While building FISSION Codes, both Boris and Brooklyn started to recognize that the real challenge for both Web2 and Web3 was the increasing complexity of putting together full stack applications – plus the devops needs of running such apps. Except now, these problems were compounded by complex security needs and a more fervent demand for user control and agency. Users had been burned by Web2 exploitation and were becoming more discerning and knowledgeable about how their privacy was being compromised.

While the Web3 of blockchain, decentralized web, and p2p components were new and everyone was learning, all of the same challenges of needing to gain all of the increasingly complex skills of full stack app development and deployment were there.

After spending time on core Ethereum development & community building, our cofounders asked themselves:

What if some of the emerging concepts of  Web3 – advances in distributed systems, cryptography, and self verifiable data structures – could make it dramatically easier for front end developers to build apps, without having to become full stack developers and devops experts.

And so Fission the company was born: building an edge stack with identity, data, and compute components that enables front-end developers to build local-first apps while respecting user privacy and agency.

The 2019 Diffusion Hackathon grand winners, Marco and Eugene, were gifted a 4L jug of maple syrup for using the first version of the Fission service in their winning entry

In a Web2 stack, to put an app online, you need to run a server to hold user data. All of this data is visible to the people that run the service, and the incentives are typically to lock the users' data into the service. Never mind scaling and devops server management.

In prototyping, front end developers use dummy data in the browser without having to worry about setting up a server.

What if they could make that much simpler prototype development capable of running the production data? It would make development much easier for developers, and data wouldn't have to leave the device! By default, it would have to respect user agency.

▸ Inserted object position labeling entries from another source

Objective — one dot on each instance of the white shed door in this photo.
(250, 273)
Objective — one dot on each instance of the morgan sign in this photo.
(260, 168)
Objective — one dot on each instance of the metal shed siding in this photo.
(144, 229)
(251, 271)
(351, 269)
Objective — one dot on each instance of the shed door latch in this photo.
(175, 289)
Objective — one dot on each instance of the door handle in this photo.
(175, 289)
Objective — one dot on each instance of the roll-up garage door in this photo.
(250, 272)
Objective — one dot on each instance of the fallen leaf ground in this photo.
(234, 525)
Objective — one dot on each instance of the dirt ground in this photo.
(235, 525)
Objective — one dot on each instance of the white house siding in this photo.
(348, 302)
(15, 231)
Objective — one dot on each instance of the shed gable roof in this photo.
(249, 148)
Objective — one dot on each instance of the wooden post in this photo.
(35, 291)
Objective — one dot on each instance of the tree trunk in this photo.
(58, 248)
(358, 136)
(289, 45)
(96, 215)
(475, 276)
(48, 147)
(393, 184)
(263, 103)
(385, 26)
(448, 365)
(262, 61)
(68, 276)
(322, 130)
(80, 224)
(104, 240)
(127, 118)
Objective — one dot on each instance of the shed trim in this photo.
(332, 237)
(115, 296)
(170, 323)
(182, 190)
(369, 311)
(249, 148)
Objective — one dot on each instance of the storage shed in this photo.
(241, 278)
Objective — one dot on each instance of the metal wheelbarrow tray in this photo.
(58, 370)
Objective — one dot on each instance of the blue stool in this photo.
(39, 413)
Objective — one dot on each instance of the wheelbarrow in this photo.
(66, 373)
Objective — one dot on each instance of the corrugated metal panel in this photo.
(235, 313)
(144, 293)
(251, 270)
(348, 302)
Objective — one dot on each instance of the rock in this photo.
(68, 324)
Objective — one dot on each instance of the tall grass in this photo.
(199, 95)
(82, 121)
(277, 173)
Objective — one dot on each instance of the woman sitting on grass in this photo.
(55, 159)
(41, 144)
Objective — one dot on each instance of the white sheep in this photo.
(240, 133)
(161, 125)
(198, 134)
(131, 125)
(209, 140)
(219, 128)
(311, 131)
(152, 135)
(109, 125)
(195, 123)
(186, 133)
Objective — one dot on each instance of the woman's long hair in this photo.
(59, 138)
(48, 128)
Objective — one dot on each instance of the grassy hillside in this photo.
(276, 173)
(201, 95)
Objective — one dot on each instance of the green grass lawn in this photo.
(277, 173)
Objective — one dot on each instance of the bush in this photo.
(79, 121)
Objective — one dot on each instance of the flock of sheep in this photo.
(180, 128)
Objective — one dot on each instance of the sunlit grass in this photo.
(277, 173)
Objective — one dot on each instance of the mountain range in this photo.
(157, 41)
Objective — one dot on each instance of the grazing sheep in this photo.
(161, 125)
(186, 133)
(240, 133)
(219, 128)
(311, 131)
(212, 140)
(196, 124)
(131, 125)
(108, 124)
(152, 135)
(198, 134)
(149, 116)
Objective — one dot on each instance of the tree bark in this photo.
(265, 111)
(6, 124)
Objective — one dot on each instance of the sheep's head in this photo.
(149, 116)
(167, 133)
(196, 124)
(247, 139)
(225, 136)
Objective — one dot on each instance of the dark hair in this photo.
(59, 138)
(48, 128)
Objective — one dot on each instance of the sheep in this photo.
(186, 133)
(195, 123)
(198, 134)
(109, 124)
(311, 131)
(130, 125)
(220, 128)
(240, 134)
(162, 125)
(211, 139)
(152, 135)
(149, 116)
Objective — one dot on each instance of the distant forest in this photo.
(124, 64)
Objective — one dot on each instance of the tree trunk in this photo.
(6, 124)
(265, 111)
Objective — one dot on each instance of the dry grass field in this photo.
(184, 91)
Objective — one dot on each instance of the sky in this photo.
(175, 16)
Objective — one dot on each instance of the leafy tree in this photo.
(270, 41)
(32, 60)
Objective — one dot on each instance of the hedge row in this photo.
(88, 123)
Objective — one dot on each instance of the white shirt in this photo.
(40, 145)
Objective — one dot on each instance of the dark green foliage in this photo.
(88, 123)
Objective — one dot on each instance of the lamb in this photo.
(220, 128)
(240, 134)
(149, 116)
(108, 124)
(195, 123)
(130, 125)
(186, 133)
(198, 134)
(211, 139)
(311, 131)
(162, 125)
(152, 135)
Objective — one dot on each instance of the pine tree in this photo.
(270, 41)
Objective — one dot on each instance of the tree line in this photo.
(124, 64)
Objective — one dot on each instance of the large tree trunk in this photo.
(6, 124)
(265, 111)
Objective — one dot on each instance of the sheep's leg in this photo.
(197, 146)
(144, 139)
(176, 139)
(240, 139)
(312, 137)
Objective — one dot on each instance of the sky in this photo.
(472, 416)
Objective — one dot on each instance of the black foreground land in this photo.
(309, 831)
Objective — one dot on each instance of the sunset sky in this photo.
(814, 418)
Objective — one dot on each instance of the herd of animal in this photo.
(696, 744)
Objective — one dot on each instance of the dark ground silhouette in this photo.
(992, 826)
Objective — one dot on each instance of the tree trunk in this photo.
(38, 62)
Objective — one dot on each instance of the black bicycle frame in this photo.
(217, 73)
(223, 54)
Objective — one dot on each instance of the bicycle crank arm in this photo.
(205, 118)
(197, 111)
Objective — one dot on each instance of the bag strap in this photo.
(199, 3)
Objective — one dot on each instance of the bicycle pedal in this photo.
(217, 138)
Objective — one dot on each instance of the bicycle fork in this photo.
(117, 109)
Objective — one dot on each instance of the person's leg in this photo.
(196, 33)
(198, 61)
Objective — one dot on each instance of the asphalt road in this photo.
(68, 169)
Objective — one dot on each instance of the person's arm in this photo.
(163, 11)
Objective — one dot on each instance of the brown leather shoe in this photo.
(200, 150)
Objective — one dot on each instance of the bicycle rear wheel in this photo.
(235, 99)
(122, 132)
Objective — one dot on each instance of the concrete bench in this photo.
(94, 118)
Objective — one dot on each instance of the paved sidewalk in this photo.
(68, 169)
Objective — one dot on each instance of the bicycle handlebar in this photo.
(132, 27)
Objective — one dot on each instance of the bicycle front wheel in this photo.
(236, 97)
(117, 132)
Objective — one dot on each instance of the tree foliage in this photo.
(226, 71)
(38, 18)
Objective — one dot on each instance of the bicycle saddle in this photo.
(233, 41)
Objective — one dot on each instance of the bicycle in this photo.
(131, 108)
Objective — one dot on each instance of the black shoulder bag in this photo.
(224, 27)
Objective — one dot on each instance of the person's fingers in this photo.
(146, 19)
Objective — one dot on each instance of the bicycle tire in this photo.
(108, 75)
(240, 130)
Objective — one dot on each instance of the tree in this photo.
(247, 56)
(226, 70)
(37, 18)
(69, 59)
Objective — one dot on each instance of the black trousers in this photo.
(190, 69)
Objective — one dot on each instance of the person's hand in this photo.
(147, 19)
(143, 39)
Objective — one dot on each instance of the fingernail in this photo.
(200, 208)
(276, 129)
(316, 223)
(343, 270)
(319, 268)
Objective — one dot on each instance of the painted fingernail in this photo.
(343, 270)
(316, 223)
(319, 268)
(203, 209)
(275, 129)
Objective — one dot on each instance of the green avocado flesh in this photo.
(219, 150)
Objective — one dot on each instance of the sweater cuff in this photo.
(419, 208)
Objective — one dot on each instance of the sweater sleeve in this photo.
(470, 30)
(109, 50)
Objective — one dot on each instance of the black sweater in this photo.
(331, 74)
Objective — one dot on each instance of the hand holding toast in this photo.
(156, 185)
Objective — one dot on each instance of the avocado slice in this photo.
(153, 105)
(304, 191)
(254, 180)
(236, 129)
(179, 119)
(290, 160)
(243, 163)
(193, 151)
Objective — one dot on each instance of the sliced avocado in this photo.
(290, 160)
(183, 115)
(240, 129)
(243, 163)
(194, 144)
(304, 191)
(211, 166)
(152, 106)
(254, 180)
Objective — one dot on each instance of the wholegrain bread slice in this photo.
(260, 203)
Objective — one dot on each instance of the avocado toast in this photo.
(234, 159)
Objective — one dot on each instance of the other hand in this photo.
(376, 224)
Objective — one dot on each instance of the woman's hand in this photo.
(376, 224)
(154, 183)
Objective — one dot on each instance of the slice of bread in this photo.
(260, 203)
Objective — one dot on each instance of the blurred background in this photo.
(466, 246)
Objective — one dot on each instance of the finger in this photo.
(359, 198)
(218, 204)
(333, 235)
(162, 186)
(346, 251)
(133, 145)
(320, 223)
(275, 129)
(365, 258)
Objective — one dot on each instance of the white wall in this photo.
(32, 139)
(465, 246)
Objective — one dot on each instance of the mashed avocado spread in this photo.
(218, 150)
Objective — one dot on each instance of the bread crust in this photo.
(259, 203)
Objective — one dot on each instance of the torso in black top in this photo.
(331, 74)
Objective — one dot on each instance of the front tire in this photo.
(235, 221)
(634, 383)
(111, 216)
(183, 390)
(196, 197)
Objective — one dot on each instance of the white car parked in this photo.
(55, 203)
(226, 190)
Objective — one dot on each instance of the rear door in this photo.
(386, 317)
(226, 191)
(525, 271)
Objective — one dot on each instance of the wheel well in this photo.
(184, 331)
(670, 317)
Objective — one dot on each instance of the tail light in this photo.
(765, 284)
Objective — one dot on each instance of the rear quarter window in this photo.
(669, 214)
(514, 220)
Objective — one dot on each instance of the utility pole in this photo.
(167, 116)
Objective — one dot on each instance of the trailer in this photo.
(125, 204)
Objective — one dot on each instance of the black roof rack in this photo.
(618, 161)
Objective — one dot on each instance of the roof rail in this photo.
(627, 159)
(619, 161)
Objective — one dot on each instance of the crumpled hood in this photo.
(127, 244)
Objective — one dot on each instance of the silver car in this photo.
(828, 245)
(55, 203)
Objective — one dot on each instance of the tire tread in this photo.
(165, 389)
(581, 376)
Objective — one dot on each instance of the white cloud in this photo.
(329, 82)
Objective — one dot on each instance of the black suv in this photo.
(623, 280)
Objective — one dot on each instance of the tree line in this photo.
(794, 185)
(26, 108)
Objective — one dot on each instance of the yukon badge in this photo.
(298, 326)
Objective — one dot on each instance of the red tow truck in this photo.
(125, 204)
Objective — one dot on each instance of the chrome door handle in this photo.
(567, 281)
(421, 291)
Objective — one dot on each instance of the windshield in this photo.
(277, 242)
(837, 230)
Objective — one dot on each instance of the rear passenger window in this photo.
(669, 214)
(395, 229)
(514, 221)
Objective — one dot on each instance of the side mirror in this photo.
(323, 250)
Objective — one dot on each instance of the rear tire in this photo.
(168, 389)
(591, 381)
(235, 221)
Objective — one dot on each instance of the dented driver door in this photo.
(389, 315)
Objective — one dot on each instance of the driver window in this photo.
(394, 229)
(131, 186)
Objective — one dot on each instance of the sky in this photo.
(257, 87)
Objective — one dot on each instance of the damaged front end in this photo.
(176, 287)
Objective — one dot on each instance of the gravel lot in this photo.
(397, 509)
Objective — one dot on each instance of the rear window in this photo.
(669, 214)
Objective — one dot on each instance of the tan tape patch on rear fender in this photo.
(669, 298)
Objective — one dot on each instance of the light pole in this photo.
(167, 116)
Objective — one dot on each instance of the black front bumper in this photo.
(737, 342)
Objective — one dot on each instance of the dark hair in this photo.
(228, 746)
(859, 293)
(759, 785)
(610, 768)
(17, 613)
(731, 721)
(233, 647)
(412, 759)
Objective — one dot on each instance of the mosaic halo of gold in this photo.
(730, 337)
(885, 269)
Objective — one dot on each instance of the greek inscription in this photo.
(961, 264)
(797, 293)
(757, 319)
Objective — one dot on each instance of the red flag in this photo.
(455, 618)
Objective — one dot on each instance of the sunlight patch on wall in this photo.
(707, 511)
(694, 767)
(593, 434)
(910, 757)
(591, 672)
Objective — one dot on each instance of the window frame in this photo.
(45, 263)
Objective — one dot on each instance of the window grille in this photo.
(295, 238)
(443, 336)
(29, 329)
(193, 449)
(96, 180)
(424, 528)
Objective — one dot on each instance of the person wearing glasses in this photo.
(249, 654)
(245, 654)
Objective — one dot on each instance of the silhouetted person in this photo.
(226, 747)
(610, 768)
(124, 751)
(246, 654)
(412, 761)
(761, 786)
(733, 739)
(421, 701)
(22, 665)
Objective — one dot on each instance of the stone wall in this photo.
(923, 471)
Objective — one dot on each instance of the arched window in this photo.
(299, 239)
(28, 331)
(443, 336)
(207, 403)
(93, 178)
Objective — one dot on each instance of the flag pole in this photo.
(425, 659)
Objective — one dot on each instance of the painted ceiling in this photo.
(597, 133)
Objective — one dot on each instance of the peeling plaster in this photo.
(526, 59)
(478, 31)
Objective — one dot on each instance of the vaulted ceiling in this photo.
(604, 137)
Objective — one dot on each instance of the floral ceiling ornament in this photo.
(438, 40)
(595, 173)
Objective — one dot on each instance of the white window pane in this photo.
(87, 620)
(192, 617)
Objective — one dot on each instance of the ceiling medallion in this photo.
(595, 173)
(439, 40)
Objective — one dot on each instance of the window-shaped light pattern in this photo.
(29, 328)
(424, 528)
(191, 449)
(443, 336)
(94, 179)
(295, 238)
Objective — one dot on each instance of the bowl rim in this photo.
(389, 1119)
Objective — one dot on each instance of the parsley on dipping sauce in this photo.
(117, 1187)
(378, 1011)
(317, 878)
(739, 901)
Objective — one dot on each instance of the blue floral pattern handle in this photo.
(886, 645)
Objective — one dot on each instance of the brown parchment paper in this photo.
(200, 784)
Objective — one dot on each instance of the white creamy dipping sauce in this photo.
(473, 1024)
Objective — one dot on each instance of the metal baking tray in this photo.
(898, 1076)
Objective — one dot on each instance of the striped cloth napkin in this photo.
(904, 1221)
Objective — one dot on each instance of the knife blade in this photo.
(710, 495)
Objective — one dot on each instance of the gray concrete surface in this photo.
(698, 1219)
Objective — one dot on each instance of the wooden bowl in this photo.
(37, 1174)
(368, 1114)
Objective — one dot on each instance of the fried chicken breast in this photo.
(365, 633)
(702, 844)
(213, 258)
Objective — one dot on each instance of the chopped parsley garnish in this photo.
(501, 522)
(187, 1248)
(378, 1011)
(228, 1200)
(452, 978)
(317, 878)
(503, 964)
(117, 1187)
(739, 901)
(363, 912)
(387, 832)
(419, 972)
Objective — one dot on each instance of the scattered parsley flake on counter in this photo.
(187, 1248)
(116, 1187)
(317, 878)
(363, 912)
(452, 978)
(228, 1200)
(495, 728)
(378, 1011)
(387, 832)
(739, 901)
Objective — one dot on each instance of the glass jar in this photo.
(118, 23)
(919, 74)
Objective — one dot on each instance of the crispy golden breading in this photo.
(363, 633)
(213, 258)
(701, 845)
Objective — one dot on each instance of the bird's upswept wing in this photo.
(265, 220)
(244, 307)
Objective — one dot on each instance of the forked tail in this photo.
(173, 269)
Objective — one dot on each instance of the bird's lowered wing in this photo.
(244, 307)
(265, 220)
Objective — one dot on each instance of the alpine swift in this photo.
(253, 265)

Fission (as it is now known) became a member of the Protocol Labs Network and started to build on top of the IPFS protocol. This direction would lead to the inventions of UCAN (decentralized user auth) and WNFS (user file system on top of IPFS with encrypted private data).

Today our front end developer SDK has evolved its storage solution into an overall data solution. We are working on a far-edge database called Rhizome to be added to the mix. We continue to iterate and collaborate with others on UCAN and other decentralized identity tools and have done an initial release of the final piece of our edge stack: content-addressed computation on IPFS with the InterPlanetary Virtual Machine (IPVM) specification.

Our commitment to community building and open-source development is unwavering, and we look forward to continuing to grow and collaborate within this robust and exciting ecosystem.